Warren in her article called the amount of student debt a “crisis” the result of which, “is a huge student loan debt burden that’s crushing millions of families and acting as an anchor on our economy. It’s reducing home ownership rates. It’s leading fewer people to start businesses. It’s forcing students to dropout of school before getting a degree. It’s a problem for all of us.”
Her solution to end this “crisis” comes in two parts. Firstly, the cancellation of up to $50,000 in student loan debt in 42 million Americans. Secondly, recognizing that a public college education should be available to everyone with free tuition.
Warren claimed the student debt crisis is a result of a government which, “has consistently put the interests of the wealthy and well-connected over the interests of working families.” Her plan will cancel $50,000 of student loan debt for any household making under $100,000, as well as providing substantial debt cancellation for households which make between $100,000 and $250,000 yearly.

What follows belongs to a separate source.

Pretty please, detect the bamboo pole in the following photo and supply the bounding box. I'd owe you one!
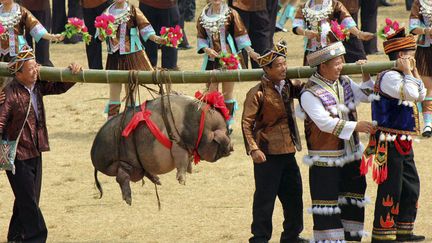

Experts who reviewed Warren’s plan estimated that it would provide relief for 95% of borrowers and completely cancel the debt of 75% of borrowers.
Warren’s second step claims to make sure, “nothing like this ever happens again.” By investing in the United States higher education system Warren plans to, “eliminate the cost of tuition and fees at every public two-year and four-year college in America. The federal government will partner with states to split the costs of tuition and fees and ensure that states maintain their current levels of funding on need-based financial aid and academic instruction.”
She says the cost of this will reach $1.25 over ten years which she thinks will be more than covered by her Ultra-Millionaire Tax.
Assumption students had much to say when asked about Warrens plan. Freshman Mikayla DeBois said, “Student loan debt is a crisis, and the thought that Senator Warren’s plan could help so many struggling families excites me.”
Junior Madison Goodrow stated, “Warren’s plan seems very ideological. It’s an idea that captures the hearts of many young college students. But, I fail to see how this plan will be successfully implemented.”